If you've been in a Catholic Church, you probably noticed the fourteen images showing the sequence of the Crucifixion hung around the sanctuary. Perhaps you've seen them in Anglican, Episcopalian, and Lutheran churches as well. They are the Stations of the Cross, the Via Dolorosa (Way of Sorrow) -- visual prompts for the instruction and reflection on the Passion of Jesus.

The traditional sequence, which features Saint Veronica in the sixth image, was questioned for its departure from the Gospel. Veronica's just one example of the expansion of the Crucifixion story -- she doesn't appear in the Gospels at all. But her story's a good one, and it shows up later in a book that known as the Acts of Pontius Pilate / Gospel of Nicodemus, so let's run with it.

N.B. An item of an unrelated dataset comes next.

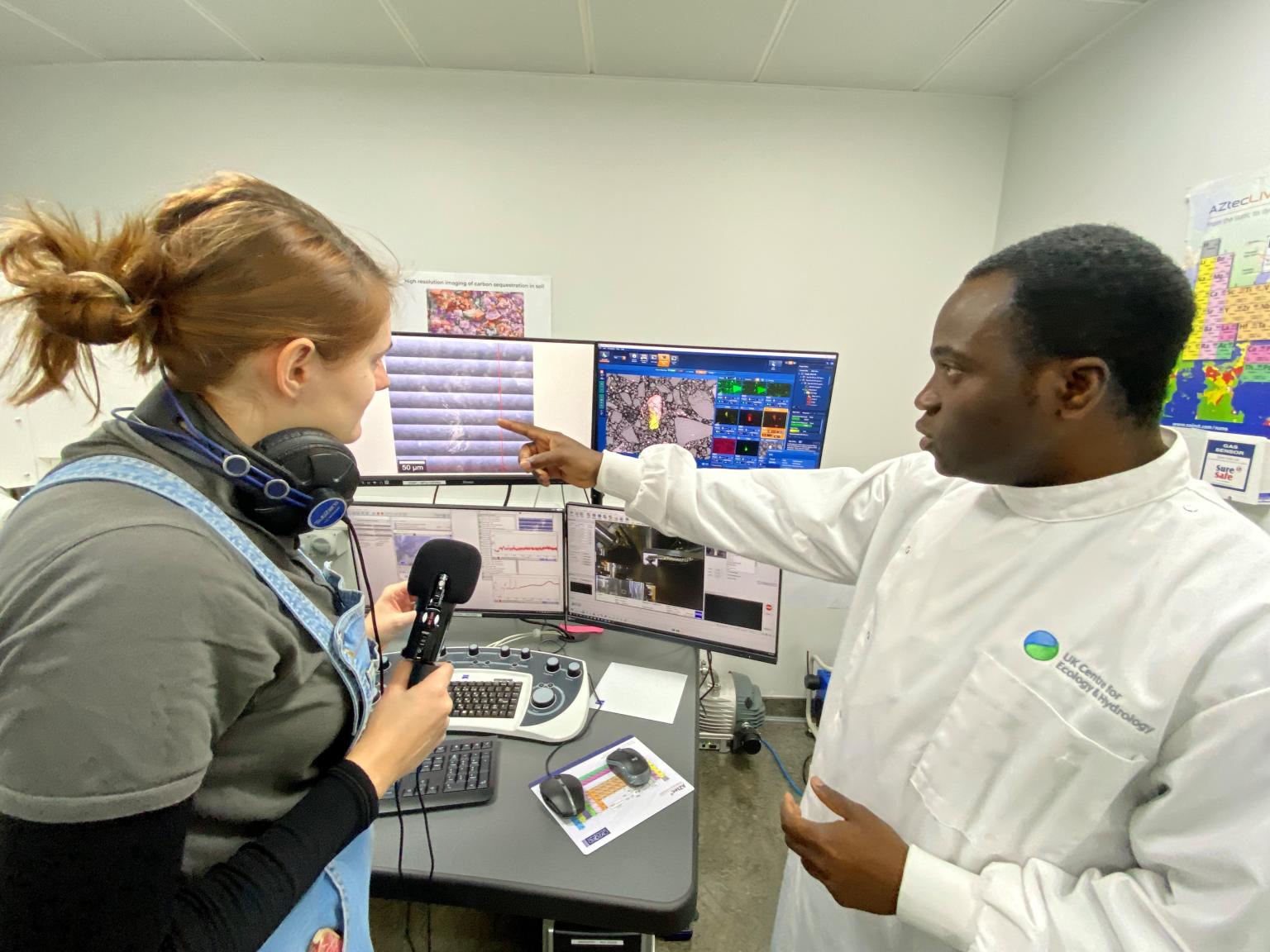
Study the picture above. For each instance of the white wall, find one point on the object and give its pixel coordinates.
(1174, 97)
(1177, 95)
(665, 212)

Jesus is hauling the cross on which he will eventually be killed. He's been interrogated, mocked, whipped, beaten, and spit on. And he's been up all night. Since there was no Red Bull to give him wings, he stumbled on the way. The guards pick some poor hapless bastard named Simon, a Libyan (Cyrene) Jew and probably a Christian, and make him haul the cross so they can get up to Golgotha (the Place of the Skull, the crucifixion zone) before sundown. Probably the centurion yelled at the legionnaires for overdoing it on the whipping and beating and crown of thorns (though not the spitting and mocking), but I'm just guessing because that isn't in the Gospel either. Simon the Cyrene is, though.

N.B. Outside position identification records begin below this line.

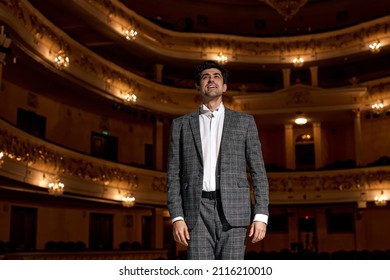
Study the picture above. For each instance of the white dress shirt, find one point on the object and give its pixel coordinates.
(211, 127)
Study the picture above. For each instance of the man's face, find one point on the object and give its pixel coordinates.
(211, 84)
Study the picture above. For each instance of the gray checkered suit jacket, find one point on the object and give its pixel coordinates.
(240, 146)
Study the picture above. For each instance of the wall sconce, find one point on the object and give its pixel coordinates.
(222, 59)
(128, 200)
(130, 97)
(298, 61)
(56, 187)
(130, 34)
(61, 60)
(377, 107)
(380, 200)
(300, 119)
(1, 159)
(375, 47)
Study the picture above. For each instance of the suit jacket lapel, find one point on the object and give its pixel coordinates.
(194, 123)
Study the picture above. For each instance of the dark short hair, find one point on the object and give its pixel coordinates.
(210, 64)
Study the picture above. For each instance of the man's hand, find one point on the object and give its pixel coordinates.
(257, 231)
(180, 232)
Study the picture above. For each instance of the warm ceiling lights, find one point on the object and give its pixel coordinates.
(130, 97)
(375, 46)
(300, 119)
(381, 199)
(130, 34)
(61, 60)
(377, 107)
(222, 59)
(56, 187)
(128, 200)
(298, 61)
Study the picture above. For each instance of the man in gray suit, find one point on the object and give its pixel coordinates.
(209, 197)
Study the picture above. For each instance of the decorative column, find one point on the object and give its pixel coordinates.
(158, 144)
(317, 145)
(314, 75)
(358, 138)
(158, 228)
(1, 77)
(289, 146)
(157, 69)
(286, 77)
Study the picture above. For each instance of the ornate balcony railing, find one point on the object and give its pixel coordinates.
(31, 160)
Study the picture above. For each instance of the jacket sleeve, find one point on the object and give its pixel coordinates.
(257, 170)
(173, 172)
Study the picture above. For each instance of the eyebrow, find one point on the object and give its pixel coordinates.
(209, 74)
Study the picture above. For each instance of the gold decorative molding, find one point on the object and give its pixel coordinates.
(26, 157)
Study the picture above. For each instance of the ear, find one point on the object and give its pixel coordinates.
(224, 88)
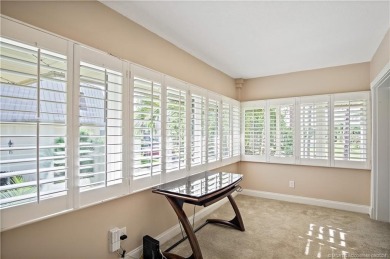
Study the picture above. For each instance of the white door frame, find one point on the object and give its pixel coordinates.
(380, 175)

Anyway, the sixth station in the tradition cross shows a woman, let's call her Berenice (Verenice, Veronika), wiping the dusty, sweaty, bloody face of Jesus. It would have been a small, perhaps dangerous, act of kindness. She may or may not have even been a Christian, but she was moved by compassion for this poor suffering convict on the last day of his life. Or, according to one version, she is the unnamed woman in Luke 8 whose hemorrhaging is cured by touching Jesus' hem. The story of kindness repaid is nice, but I prefer to think this was just a local who was moved by compassion.

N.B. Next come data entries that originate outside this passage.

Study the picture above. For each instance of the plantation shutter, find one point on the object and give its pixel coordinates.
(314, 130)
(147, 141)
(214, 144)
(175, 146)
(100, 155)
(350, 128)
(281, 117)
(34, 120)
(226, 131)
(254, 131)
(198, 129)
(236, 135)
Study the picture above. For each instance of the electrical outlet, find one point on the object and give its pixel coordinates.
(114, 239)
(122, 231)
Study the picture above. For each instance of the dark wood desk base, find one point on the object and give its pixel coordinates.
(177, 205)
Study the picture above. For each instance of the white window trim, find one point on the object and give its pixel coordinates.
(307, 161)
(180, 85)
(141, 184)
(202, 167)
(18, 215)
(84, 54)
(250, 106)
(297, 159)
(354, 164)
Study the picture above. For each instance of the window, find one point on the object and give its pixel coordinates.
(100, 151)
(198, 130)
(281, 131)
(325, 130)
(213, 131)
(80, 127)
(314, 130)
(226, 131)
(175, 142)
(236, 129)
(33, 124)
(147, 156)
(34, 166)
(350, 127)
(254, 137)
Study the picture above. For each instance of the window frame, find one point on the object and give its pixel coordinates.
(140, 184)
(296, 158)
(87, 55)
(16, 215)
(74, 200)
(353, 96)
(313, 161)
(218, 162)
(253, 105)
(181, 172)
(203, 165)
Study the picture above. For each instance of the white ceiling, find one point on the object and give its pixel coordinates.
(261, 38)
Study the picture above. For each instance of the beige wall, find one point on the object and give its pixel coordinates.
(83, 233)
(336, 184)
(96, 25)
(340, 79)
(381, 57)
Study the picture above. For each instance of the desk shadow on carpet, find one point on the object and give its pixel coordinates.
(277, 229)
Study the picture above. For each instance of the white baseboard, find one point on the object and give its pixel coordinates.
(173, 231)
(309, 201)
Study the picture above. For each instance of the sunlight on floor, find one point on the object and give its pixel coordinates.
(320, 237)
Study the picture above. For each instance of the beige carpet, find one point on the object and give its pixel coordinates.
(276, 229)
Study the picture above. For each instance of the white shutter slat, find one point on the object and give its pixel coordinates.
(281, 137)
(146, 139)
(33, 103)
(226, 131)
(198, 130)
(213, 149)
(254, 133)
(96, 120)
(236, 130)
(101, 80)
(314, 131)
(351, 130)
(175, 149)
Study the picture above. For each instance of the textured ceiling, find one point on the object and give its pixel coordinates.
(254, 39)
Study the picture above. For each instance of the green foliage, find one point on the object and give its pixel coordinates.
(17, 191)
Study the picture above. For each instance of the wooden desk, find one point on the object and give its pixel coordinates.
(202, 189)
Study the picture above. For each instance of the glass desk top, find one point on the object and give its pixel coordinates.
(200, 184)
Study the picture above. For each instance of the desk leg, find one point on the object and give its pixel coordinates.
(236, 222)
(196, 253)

According to the story, which surfaced first in the fourth or fifth century, this woman's veil bore the print of Jesus face [Artist: Veronica, AD 33, blood and grime on linen.] The veil has a long history of its own -- being hidden from ransacking iconoclastic Lutheran soldiers who claim to auction it off in a tavern, being rediscovered in a secret compartment in the Vatican (calling Dan Brown: your sequel is here). There were so many copies of it floating around Europe, however, that the Pope eventually outlawed possession of something purporting to be the Veil or a copy of it on penalty of excommunication.

A few originals were left in the hands of the most prestigious or best connected churches. In the picture above, Pope Benedict XVI is contemplating one of them in 2006.